Layer 2: real-world ClawCode harnesses

The real-world tests were designed to be closer to a human asking an agent to build or modify something in a project, rather than a benchmark prompt that names every target file and every implementation detail.

KritaLite

A small browser paint application. The model had to implement a raster document engine, wire enough UI to be credible, preserve the file structure, and pass visible plus hidden tests.

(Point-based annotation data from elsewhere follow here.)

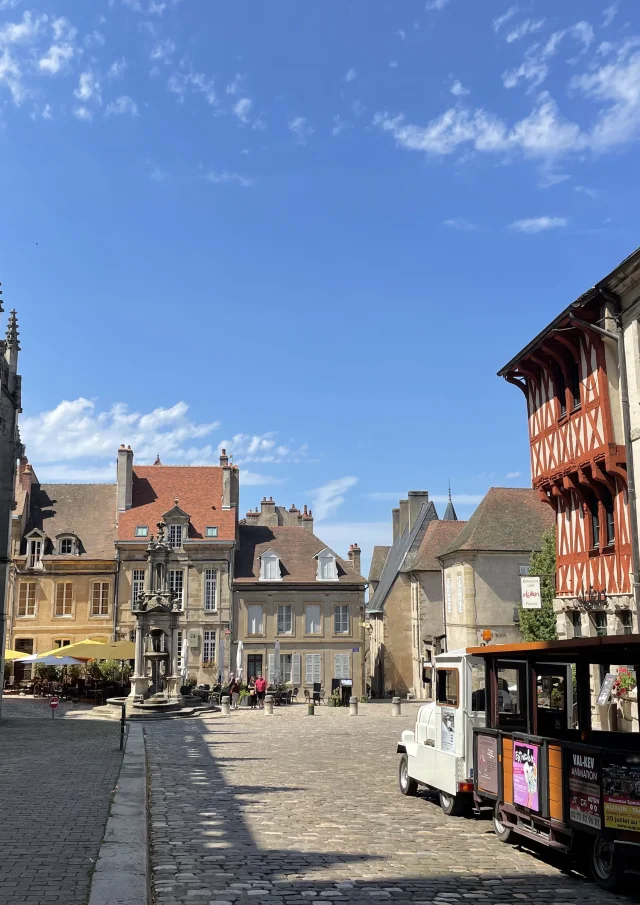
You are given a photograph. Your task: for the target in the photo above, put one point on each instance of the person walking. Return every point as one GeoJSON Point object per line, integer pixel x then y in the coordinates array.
{"type": "Point", "coordinates": [261, 688]}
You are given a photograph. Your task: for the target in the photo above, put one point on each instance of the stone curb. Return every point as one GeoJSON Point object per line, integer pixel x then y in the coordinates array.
{"type": "Point", "coordinates": [121, 876]}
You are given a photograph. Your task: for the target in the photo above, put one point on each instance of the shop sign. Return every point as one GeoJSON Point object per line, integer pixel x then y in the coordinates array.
{"type": "Point", "coordinates": [525, 775]}
{"type": "Point", "coordinates": [584, 790]}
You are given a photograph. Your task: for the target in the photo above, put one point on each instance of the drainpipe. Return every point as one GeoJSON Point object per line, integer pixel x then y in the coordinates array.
{"type": "Point", "coordinates": [618, 336]}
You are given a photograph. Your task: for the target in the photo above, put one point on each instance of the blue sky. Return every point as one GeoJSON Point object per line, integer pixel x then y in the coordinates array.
{"type": "Point", "coordinates": [308, 231]}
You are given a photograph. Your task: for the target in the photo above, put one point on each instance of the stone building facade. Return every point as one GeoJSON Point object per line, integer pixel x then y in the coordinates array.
{"type": "Point", "coordinates": [62, 583]}
{"type": "Point", "coordinates": [291, 590]}
{"type": "Point", "coordinates": [197, 508]}
{"type": "Point", "coordinates": [482, 567]}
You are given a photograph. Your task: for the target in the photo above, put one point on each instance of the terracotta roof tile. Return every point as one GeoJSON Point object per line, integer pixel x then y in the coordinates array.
{"type": "Point", "coordinates": [512, 519]}
{"type": "Point", "coordinates": [198, 489]}
{"type": "Point", "coordinates": [296, 548]}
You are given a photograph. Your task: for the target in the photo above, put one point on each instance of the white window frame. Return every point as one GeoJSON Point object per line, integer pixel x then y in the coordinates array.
{"type": "Point", "coordinates": [284, 610]}
{"type": "Point", "coordinates": [210, 590]}
{"type": "Point", "coordinates": [255, 627]}
{"type": "Point", "coordinates": [176, 534]}
{"type": "Point", "coordinates": [341, 666]}
{"type": "Point", "coordinates": [209, 646]}
{"type": "Point", "coordinates": [312, 669]}
{"type": "Point", "coordinates": [104, 586]}
{"type": "Point", "coordinates": [341, 619]}
{"type": "Point", "coordinates": [63, 614]}
{"type": "Point", "coordinates": [137, 585]}
{"type": "Point", "coordinates": [309, 623]}
{"type": "Point", "coordinates": [176, 584]}
{"type": "Point", "coordinates": [30, 600]}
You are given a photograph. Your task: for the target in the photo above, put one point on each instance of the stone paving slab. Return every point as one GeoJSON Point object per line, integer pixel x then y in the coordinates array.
{"type": "Point", "coordinates": [55, 786]}
{"type": "Point", "coordinates": [285, 809]}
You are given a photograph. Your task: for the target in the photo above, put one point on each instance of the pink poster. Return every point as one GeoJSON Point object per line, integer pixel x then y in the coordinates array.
{"type": "Point", "coordinates": [525, 775]}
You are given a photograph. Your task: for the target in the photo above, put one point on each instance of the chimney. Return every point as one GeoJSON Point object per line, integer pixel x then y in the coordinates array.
{"type": "Point", "coordinates": [404, 516]}
{"type": "Point", "coordinates": [125, 477]}
{"type": "Point", "coordinates": [416, 499]}
{"type": "Point", "coordinates": [307, 520]}
{"type": "Point", "coordinates": [268, 515]}
{"type": "Point", "coordinates": [395, 523]}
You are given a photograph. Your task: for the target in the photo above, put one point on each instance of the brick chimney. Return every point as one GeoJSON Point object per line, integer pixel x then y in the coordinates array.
{"type": "Point", "coordinates": [125, 478]}
{"type": "Point", "coordinates": [354, 557]}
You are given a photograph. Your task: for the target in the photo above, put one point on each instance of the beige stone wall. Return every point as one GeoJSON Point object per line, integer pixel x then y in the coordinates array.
{"type": "Point", "coordinates": [44, 628]}
{"type": "Point", "coordinates": [326, 643]}
{"type": "Point", "coordinates": [194, 620]}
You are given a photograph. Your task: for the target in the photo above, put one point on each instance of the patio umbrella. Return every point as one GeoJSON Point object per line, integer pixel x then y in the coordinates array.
{"type": "Point", "coordinates": [239, 653]}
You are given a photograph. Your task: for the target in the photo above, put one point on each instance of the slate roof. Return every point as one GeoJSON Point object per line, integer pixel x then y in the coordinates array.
{"type": "Point", "coordinates": [198, 489]}
{"type": "Point", "coordinates": [296, 548]}
{"type": "Point", "coordinates": [509, 519]}
{"type": "Point", "coordinates": [378, 558]}
{"type": "Point", "coordinates": [86, 510]}
{"type": "Point", "coordinates": [438, 536]}
{"type": "Point", "coordinates": [401, 555]}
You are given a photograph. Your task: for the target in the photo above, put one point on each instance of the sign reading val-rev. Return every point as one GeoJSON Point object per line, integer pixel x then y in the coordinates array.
{"type": "Point", "coordinates": [530, 592]}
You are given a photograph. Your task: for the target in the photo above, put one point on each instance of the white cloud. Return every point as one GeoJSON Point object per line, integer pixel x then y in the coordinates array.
{"type": "Point", "coordinates": [220, 176]}
{"type": "Point", "coordinates": [88, 88]}
{"type": "Point", "coordinates": [459, 223]}
{"type": "Point", "coordinates": [609, 14]}
{"type": "Point", "coordinates": [330, 496]}
{"type": "Point", "coordinates": [504, 18]}
{"type": "Point", "coordinates": [528, 27]}
{"type": "Point", "coordinates": [163, 51]}
{"type": "Point", "coordinates": [122, 105]}
{"type": "Point", "coordinates": [242, 109]}
{"type": "Point", "coordinates": [538, 224]}
{"type": "Point", "coordinates": [458, 89]}
{"type": "Point", "coordinates": [300, 128]}
{"type": "Point", "coordinates": [117, 68]}
{"type": "Point", "coordinates": [76, 429]}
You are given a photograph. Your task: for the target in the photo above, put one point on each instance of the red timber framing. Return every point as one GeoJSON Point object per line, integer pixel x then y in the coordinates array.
{"type": "Point", "coordinates": [576, 465]}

15 verifier components: 6 visible, 4 hidden, 5 structural/scope checks.

SyncBoard

A local-first project-board app. The model had to implement a CommonJS state engine, browser UI, import/export, undo/redo, filtering, deterministic activity logs, merge behavior, and replay.

19 verifier components: 6 visible, 8 hidden, 5 structural/scope checks.

Legacy-codebase memory migration

A private legacy agent-system codebase. The model had to implement a narrow production slice toward session memory, object/item indexing, evidence packets, and hard-facts verification while preserving the old retrieval path.

19 verifier components: code changes, tests, scope, feature gating, evidence packets, hard-facts lane, RAGFlow preservation, and deterministic no-LLM paths.

Runtime shape

Runs used large-context local llama-server instances with 160k context and f16 K/V cache in the final practical harness setup. Candidates were scheduled across high-end and small-GPU pools.

The important point for readers: candidates were tested as deployed coding agents, not as one-shot text completions.

Verifier components

These are the public scoring categories used to interpret the project runs. The private source files are not needed to understand the result tables below.

KritaLite component checks
engine exports present visible tests pass hidden tests pass no external dependencies focused scope tests not removed UI contract present brush interpolation eraser alpha behavior flood fill tolerance layer compositing selection copy/paste/transform serialization round-trip hidden brush/selection/history edge case hidden blend/copy/fill edge cases
SyncBoard component checks
API exports present visible tests pass hidden tests pass no external dependencies focused scope UI contract present deterministic activity IDs column/card identity export/import deep copy undo/redo compound filtering activity replay invalid import rejection merge conflict handling delete-vs-edit conflict move index clipping
Legacy-codebase migration component checks
code changed backend/kernel touched not docs-only tests added or modified tests ran verifier tests pass focused scope no dependency churn no destructive delete feature-flag/opt-in RAGFlow preserved SimpleMem not source proof object/item indexer present evidence packets present immutable/hash backing hard-facts lane present deterministic no-LLM dependency final summary mentions tests

Prompt transparency

The prompts below are included so the page is readable without access to our local harness folders.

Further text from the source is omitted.